- 著者
-
Yasuichi Nakayama
Yasushi Kuno
Hiroyasu Kakuda
- 出版者
- Information Processing Society of Japan
- 雑誌
- Journal of Information Processing (ISSN:18826652)
- 巻号頁・発行日
- vol.28, pp.733-743, 2020 (Released:2020-11-15)
- 参考文献数
- 23
- 被引用文献数
-
1
There is a great need to evaluate and/or test programming performance. For this purpose, two schemes have been used. Constructed response (CR) tests let the examinee write programs on a blank sheet (or with a computer keyboard). This scheme can evaluate the programming performance. However, it is difficult to apply in a large volume because skilled human graders are required (automatic evaluation is attempted but not widely used yet).
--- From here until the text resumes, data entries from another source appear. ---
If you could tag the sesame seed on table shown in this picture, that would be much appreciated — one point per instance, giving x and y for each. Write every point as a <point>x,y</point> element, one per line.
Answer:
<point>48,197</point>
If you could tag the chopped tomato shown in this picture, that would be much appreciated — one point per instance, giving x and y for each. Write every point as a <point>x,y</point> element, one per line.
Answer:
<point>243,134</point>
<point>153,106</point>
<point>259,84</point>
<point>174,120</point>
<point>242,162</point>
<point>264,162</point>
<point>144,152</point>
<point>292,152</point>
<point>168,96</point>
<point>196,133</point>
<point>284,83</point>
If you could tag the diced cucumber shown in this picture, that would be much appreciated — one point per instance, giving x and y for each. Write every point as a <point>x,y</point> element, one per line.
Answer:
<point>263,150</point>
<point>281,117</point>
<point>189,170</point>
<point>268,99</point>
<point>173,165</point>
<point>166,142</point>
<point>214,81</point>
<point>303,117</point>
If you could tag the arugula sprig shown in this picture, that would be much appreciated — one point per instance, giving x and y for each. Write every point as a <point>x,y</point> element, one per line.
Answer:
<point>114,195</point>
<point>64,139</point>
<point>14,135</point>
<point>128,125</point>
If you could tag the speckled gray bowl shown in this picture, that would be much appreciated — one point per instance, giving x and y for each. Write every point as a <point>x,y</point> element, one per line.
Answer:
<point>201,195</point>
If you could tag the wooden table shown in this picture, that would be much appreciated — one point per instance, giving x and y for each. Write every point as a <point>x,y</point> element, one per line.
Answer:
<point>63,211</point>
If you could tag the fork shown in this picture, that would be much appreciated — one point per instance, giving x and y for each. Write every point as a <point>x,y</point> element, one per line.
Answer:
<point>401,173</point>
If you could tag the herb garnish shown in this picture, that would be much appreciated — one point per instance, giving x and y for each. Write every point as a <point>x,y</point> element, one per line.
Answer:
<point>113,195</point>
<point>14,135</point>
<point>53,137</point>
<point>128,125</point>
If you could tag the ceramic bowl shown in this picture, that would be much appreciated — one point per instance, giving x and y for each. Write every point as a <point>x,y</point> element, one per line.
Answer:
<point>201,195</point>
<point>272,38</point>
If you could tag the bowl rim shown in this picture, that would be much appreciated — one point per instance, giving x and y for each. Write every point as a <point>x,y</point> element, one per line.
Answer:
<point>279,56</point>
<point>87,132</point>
Multiple choice (MC) tests let the examinee choose the correct answer from a list (often corresponding to the “hidden” portion of a complete program). This scheme can be used in a large volume with computer-based testing or mark-sense cards. However, many teachers and researchers are suspicious in that a good score does not necessarily mean the ability to write programs from scratch. We propose a third method, split-paper (SP) testing. Our scheme splits a correct program into each of its lines, shuffles the lines, adds “wrong answer” lines, and prepends them with choice symbols. The examinee answers by using a list of choice symbols corresponding to the correct program, which can be easily graded automatically by using computers. In particular, we propose the use of edit distance (Levenshtein distance) in the scoring scheme, which seems to have affinity with the SP scheme. The research question is whether SP tests scored by using an edit-distance-based scoring scheme measure programming performance as do CR tests. Therefore, we conducted an experiment by using college programming classes with 60 students to compare SP tests against CR tests. As a result, SP and CR test scores are correlated for multiple settings, and the results were statistically significant. Therefore, we might conclude that SP tests with automatic scoring using edit distance are useful tools for evaluating the programming performance.